= Russian Central Studio of Documentary Films =

Russian Central Studio of Documentary Film (Российская центральная студия документальных фильмов) was a Russian film studio, founded in 1927. It was the largest Soviet newsreel and documentary cinematography studio. It is headquartered in Moscow.

==History==
Studio traced its history from 1927, when a special newsreel division of Sovkino was formed. In 1931 it was reorganized as the All-Union Newsreel Factory (Союзкинохроника). From 1936 it became known as the Moscow Newsreel Studio, and from 1940 as the Central Newsreel Studio.

From 1944 until 1993, it was known as the Central Studio for Documentary Film or CSDF (Центральная студия документальных фильмов, ЦСДФ).

In Soviet Union, the CSDF was responsible for newsreel series such as:
- News of the Day / "Новости дня"
- Foreign Newsreel / "Иностранная кинохроника"
- Soviet Sports / "Советский спорт"
- Soviet Cinema / "Советское кино"
- Pioneria / "Пионерия"

In 1944–1946 the studio director was Sergei Gerasimov. The studio produced a number of documentary films about the Great Patriotic War, including Moscow Strikes Back, winner of the 1942 Academy Award for Best Documentary.

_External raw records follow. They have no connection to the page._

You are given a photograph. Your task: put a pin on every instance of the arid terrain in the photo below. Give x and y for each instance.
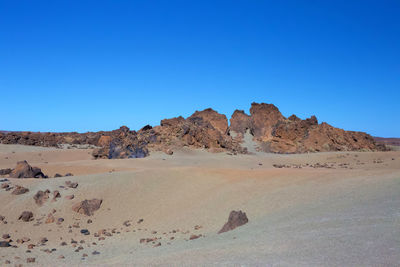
(261, 190)
(318, 209)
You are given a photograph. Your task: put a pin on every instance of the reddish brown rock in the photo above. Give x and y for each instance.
(104, 140)
(217, 120)
(236, 219)
(71, 184)
(50, 218)
(240, 122)
(87, 207)
(56, 194)
(264, 117)
(24, 170)
(5, 171)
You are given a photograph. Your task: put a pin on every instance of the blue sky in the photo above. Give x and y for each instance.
(97, 65)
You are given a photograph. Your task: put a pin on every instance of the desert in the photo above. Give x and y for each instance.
(173, 206)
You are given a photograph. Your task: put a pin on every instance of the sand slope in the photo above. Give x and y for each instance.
(297, 217)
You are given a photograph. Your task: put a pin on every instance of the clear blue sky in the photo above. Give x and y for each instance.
(97, 65)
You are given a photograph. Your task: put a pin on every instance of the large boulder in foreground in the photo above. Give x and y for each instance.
(24, 170)
(87, 207)
(236, 219)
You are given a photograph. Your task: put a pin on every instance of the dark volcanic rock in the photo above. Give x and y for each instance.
(87, 207)
(4, 244)
(263, 119)
(24, 170)
(236, 219)
(5, 171)
(218, 121)
(41, 196)
(26, 216)
(240, 122)
(19, 190)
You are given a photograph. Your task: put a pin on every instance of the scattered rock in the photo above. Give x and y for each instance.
(26, 216)
(5, 171)
(236, 219)
(71, 184)
(41, 196)
(85, 232)
(19, 190)
(24, 170)
(87, 207)
(56, 194)
(4, 244)
(194, 237)
(5, 236)
(50, 218)
(4, 186)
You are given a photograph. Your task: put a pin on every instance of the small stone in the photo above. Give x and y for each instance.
(26, 216)
(5, 236)
(85, 232)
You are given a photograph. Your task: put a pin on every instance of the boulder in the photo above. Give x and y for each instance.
(236, 219)
(104, 141)
(5, 171)
(264, 117)
(87, 207)
(26, 216)
(240, 122)
(4, 244)
(19, 190)
(24, 170)
(41, 196)
(218, 121)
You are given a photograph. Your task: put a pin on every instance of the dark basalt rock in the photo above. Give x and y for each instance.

At the end of 2014, the studio's premises in Kulakov Lane were transferred to the Russian Orthodox Church. In 2015, part of the archive related to the administrative and economic activities of the studio was moved to the premises of Mosfilm's Cinema Museum and the remaining part was transferred to the Russian State Film and Photo Archive. From that moment on, the production activities of the studio were stopped. By order of Rosimushchestvo, the deadline for the liquidation of studio was set at the end of 2015. The final liquidation took place in July 2018.

== Filmography ==
- Secret and Explicit (The Aims and Acts of Zionists)
- Pobeda na Pravoberezhnoi Ukraine i izgnaniye nemetsikh zakhvatchikov za predeli Ukrainskikh sovetskikh zemel (1945)
- The City That Stopped Hitler: Heroic Stalingrad
- Stalingrad (1943)
- Bitva za nashu Sovetskuyu Ukrainu (1943)
- Narodniye mstiteli (1943)
- Den voyny (1942)
- Den novogo mira (1940)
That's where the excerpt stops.